Half your memories wait there in the shallow burial
of a cigar box labeled My Once and Future Homecoming.
The prairie and its empire of grasses aged from green
to champagne, and my pupils are useless in this biblical light.
A stray wandered through the backdoor I left open.
I gave it your middle name, picked it up by its neck.
Ticks studded its ribs like proofless rubies. I do that
a lot now, leave doors open. See how little I’ve changed?
I still cover the eastern windows with masking tape X’s
in every storm. Once I was in love with leaving, with wearing
a dress with forty-two white buttons down the back.
Now I know the German name for the counterfeit darkness
you see when you close your eyes translates to own light.
When I press my eyelids looking for it, red spreads
its knowing stain the way the oil in our fingertips once
darkened pages of hand-me-down erotica as we sucked
each other’s toes. The months after you left, fantasy
was a form of injury. I catalogued each What if in cursive
to try and wish my way across the thin distance between faith
and waiting. Truth is, I put up with your bad waltzing
because it made you close enough to kiss, to push the pin
in your boutonnière into your breastbone.

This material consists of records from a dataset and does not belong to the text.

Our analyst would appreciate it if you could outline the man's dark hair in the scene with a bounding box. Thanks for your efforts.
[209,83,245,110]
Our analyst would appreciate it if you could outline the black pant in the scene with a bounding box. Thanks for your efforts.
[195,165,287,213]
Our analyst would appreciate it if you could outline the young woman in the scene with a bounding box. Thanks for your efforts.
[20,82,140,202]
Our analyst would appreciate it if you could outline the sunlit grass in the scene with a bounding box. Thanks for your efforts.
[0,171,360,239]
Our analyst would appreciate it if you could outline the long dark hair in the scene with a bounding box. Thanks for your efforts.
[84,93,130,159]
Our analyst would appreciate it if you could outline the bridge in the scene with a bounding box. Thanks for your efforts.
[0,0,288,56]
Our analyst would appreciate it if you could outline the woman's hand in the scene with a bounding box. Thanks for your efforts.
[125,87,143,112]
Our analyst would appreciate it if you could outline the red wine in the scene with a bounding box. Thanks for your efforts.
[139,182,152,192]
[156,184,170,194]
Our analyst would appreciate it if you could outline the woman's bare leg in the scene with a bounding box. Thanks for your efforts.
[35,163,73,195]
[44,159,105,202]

I think I might
be in love again, this time with the finch pilfering purple
coneflower seeds in my garden. You loved, once, the prayer
in me where a prayer shouldn’t be, the crisis with a theme.
The way I kneaded breath into the shape of you.
How your absence reefs my skin. How your breath once did.
How you tailored your sentences to almost but not quite reach
the floor. The parts of me that ache for you lately are incus,
malleus, stapes. And when I whisper Come back to the scentless
side of the bed you almost do, or your voice does—my heart
in its bone kennel, shaking, convinced it can hear you from
that far, from here, from this home I cannot live in or leave.